Automatic Derivatives¶

In addition to hardware acceleration, a key feature of tensor computing frameworks for ML is their ability to automate the calculation of derivatives, which then enable efficient and accurate gradient-based optimization algorithms.

In general, a derivate can be implemented in software three ways:

Analytically (using paper or mathematica) then copied into code: this is the most efficient and accurate but least generalizable.
Numerically, with finite difference equations: this is the least efficient and accurate, but most generalizable.
Automatically: a hybrid approach where a small set of primitive functions (sin, cos, log, ...) are handled analytically, then the derivatives of expressions using these primitives are computed on the fly using the chain rule, product rule, etc. This is efficient and accurate, but requires that expressions are built entirely from primitives that support AD.

As a concrete example calculate the (un-normalized) Gaussian distribution $$ y(x) = e^{-x^2} $$ in PyTorch:

In [50]:

x = torch.linspace(-5, 5, 20, requires_grad=True)
y = torch.exp(-x ** 2)

In [51]:

Out[51]:

tensor([1.3888e-11, 2.0328e-09, 1.7098e-07, 8.2640e-06, 2.2952e-04, 3.6632e-03,
        3.3596e-02, 1.7705e-01, 5.3619e-01, 9.3309e-01, 9.3309e-01, 5.3619e-01,
        1.7705e-01, 3.3596e-02, 3.6632e-03, 2.2952e-04, 8.2640e-06, 1.7098e-07,
        2.0328e-09, 1.3888e-11], grad_fn=<ExpBackward>)

We specify requires_grad=True to enable AD for all tensors that depend on x (so just y in this case). To calculate partial derivatives ("gradients") of y wrt x, use:

In [52]:

y.backward(torch.ones_like(y))

The tensor x.grad now contains $y'(x)$ at each value of x:

In [53]:

x.grad

Out[53]:

tensor([ 1.3888e-10,  1.8188e-08,  1.3498e-06,  5.6543e-05,  1.3288e-03,
         1.7352e-02,  1.2377e-01,  4.6593e-01,  8.4661e-01,  4.9110e-01,
        -4.9110e-01, -8.4661e-01, -4.6593e-01, -1.2377e-01, -1.7352e-02,
        -1.3288e-03, -5.6543e-05, -1.3498e-06, -1.8188e-08, -1.3888e-10])

In [54]:

x_n = x.detach().numpy()
yp_n = x.grad.detach().numpy()
y_n = y.detach().numpy()
plt.plot(x_n, y_n, 'o--', label='$y(x)$')
plt.plot(x_n, yp_n, 'o:', label='$y^\prime(x)$')
plt.legend();

Note that these derivatives are calculated to full machine precision and not affected by the coarse spacing in $x$.

Jax is a relatively new framework for automatic differentiation (developed by google but independent of tensorflow) that relies on "just-in-time" compilation and is designed for ML research.

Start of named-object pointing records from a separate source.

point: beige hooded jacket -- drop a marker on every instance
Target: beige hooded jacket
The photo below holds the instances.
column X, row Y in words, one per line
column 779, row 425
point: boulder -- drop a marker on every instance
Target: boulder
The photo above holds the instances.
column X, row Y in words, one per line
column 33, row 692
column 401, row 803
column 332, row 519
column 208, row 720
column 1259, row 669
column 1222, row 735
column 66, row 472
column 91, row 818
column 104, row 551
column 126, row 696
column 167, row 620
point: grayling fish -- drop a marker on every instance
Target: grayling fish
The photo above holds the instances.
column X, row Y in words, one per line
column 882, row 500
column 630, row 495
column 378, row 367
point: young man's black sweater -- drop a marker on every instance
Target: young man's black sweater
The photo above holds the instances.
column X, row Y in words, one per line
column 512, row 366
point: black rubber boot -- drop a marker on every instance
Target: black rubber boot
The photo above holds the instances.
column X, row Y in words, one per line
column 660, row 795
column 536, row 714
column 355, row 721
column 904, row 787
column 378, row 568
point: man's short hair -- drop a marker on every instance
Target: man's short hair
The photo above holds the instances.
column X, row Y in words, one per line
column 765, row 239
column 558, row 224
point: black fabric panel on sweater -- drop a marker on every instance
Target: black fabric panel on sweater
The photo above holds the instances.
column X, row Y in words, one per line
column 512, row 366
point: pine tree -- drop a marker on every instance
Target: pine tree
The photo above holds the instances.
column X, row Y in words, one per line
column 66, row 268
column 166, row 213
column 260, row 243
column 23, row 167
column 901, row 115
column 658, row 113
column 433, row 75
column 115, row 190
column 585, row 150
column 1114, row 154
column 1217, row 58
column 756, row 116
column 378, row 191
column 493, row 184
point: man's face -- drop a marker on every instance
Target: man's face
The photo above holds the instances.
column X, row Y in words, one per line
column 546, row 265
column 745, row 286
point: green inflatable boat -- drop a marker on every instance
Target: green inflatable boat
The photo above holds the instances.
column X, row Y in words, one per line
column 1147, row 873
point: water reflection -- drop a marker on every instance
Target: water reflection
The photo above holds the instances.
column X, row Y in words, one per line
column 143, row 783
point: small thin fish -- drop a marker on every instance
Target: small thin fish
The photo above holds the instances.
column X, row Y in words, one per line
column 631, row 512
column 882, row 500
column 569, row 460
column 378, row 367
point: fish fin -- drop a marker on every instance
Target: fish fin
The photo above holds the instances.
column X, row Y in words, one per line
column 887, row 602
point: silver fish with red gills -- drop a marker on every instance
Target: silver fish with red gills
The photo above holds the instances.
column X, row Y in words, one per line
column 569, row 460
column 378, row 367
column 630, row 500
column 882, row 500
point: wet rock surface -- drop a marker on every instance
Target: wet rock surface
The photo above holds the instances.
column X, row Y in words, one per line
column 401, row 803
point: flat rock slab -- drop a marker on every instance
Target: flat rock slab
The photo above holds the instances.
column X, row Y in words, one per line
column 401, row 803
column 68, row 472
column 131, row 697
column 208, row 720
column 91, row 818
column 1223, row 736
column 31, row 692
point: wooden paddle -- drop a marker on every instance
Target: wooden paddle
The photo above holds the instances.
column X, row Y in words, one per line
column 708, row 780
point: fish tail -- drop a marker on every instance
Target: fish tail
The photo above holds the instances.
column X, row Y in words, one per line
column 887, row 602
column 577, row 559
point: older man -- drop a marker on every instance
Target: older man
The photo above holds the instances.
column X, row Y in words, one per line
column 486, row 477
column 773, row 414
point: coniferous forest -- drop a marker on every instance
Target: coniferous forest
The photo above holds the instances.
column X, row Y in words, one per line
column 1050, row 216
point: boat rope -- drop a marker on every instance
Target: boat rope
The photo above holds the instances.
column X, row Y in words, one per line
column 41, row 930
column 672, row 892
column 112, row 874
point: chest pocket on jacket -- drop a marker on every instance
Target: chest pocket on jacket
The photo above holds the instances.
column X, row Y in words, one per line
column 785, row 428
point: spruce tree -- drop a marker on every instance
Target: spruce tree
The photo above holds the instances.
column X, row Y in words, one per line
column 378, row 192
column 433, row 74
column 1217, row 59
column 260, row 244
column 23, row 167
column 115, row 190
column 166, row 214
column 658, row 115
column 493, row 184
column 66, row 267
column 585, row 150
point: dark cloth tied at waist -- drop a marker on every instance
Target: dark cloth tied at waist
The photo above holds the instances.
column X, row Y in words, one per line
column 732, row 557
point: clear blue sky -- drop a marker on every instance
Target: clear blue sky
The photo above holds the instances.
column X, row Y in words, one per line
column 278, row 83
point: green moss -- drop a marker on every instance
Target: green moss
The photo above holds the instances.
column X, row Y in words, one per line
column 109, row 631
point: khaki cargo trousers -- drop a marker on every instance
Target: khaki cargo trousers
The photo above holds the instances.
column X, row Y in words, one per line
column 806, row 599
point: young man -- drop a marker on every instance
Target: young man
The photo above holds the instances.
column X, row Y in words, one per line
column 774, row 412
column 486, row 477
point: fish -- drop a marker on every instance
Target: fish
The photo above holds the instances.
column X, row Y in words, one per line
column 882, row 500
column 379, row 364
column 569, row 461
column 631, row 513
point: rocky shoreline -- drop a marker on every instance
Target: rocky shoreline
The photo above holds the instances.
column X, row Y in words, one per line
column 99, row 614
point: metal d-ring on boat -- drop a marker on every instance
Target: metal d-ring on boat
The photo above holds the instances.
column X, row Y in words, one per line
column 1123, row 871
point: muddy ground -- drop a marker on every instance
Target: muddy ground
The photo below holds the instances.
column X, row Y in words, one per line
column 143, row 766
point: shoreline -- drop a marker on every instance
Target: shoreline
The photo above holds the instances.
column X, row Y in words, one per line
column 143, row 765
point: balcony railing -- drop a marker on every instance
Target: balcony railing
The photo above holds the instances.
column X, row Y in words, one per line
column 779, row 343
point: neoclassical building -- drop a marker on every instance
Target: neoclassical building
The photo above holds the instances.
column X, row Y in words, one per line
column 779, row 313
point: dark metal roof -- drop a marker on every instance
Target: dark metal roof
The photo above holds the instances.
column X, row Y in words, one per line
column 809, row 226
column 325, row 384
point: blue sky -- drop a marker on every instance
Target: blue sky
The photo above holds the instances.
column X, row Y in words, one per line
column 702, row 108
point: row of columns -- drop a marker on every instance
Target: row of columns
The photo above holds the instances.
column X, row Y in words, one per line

Higher-Level APIs for Tensor Computing¶

Although TensorFlow and PyTorch are both similar to numpy, they have different APIs so you are forced to choose one to take advantage of their unique features. However, for many calculations they are interchangeable, and a new ecosystem of higher-level APIs is growing to support this. For example, check out:

Tensorly: "Tensor learning in python". Includes powerful decomposition (generalized PCA) and regression algorithms.
einops: "Deep learning operations reinvented". Supports compact expressions for complex indexing operations (np.einsum on steroids).

Neither of these packages are included in the MLS conda environment, but I encourage you to experiment with them if you want to write framework-independent tensor code.